The analysis of the data presented in the dashboard revealed valuable insights into sales and profitability performance:

  • Robust Financial Overview:
    • The dashboard highlights a Total Sales of R$ 3.59 Million and a Total Profit of R$ 108 Thousand.
    • The Profit Margin is 3.02%, indicating efficiency in converting sales into profit.
    • The temporal analysis of Sales by Year shows continuous growth from 2011 to 2014, with 2014 recording the highest sales volume, close to R$ 1.5 Million, highlighting a positive trajectory of expansion.

  • Featured Products and Customers:
    • Among the Best-Selling Products, “Staples” leads with R$ 1.2 Million in sales, followed by products such as “Wilson Jones Clip &…” and “Cardinal EasyOpen …”, with R$ 1.0 Million. This data is crucial for inventory management and targeted marketing campaigns.
    • In the analysis of Profit by Customer, Raymond Buch stands out, followed by Jane Waco, evidencing the most valuable customers for the business and the importance of loyalty programs.

  • Efficiency and Performance by Category:
    • The Average Ticket for sales is R$ 2,230.55, and the Average Value per Unit is R$ 226.49, indicating the transactional value per order and per item sold.
    • In Number of Orders by Category, “Binders” leads with 403 orders, followed by “Paper” (384) and “Furnishings” (281), suggesting high demand for these items.
    • Sales by Category shows “Copiers” with R$ 0.50 Million and “Phones” with R$ 0.49 Million, leading in revenue.
    • On the other hand, in Profit by Category, “Tables” (R$ 19 Thousand), “Copiers” (R$ 16 Thousand), and “Binders” (R$ 16 Thousand) are the largest contributors, revealing that categories with the highest sales volume are not always the most profitable.

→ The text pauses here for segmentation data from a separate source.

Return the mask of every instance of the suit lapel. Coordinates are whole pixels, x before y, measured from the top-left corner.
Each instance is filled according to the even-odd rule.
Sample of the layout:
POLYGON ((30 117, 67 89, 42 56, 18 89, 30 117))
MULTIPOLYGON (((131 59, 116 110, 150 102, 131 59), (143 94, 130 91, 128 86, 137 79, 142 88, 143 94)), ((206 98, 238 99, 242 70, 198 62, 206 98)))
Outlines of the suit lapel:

  • Order and Customer Performance:
    • The Average Delivery Time is 3.93 days, an important KPI for customer satisfaction. The Total Number of Orders in the period is 1,611.
    • The analysis of Orders by Month over the years reveals that September (227), November, and December (both with 234 orders) are peak months, suggesting seasonality in purchases.
    • In Number of Orders by Customer, Arianne Irving and Bill Donatelli are among the customers with 7 orders each, showing high purchase frequency.
    • Total Sales by Customer reiterates the value of Raymond Buch (R$ 58 Thousand) and Nora Preis (R$ 55 Thousand) as the customers who generate the most revenue.

Considerations

The dashboard offers a solid basis for optimizing Amazon’s (simulated) operations and sales strategies. Based on the insights obtained, some important considerations emerge:

  • Product Mix Optimization: The difference between best-selling and most profitable categories (“Copiers” and “Phones” vs. “Tables”) indicates the need for a more in-depth cost and pricing analysis. The company can focus on increasing sales of highly profitable items or seek ways to improve the margin of high-volume products.
  • Inventory Management and Seasonal Demand: The peak in orders between September and December is a clear indicator of seasonality. Inventory management and marketing campaign planning should be intensified during these months to capitalize on demand.
  • Continuous Improvement of Delivery Time: An average delivery time of 3.93 days is reasonable, but in a competitive environment like e-commerce, continuous optimization of this KPI can be a crucial differentiator for customer satisfaction and retention.
  • Loyalty and VIP Programs: Identifying the most valuable customers, both in terms of profit and sales, allows for the creation of loyalty programs or personalized offers to encourage repeat purchases and strengthen relationships.
  • Performance Analysis by Year: The annual growth trend is positive, but it is important to investigate the factors that drove the increase in sales in 2014 to replicate these strategies in future periods.

Conclusion

The Dashboard was a comprehensive analytical tool that transforms sales and operational data into actionable business intelligence. Its main contribution lies in its ability to:

  • Provide a clear view of the overall financial performance and the company’s growth trajectory.
  • Identify the products, categories, and customers that drive revenue and profit.
  • Analyze operational efficiency and seasonal order patterns.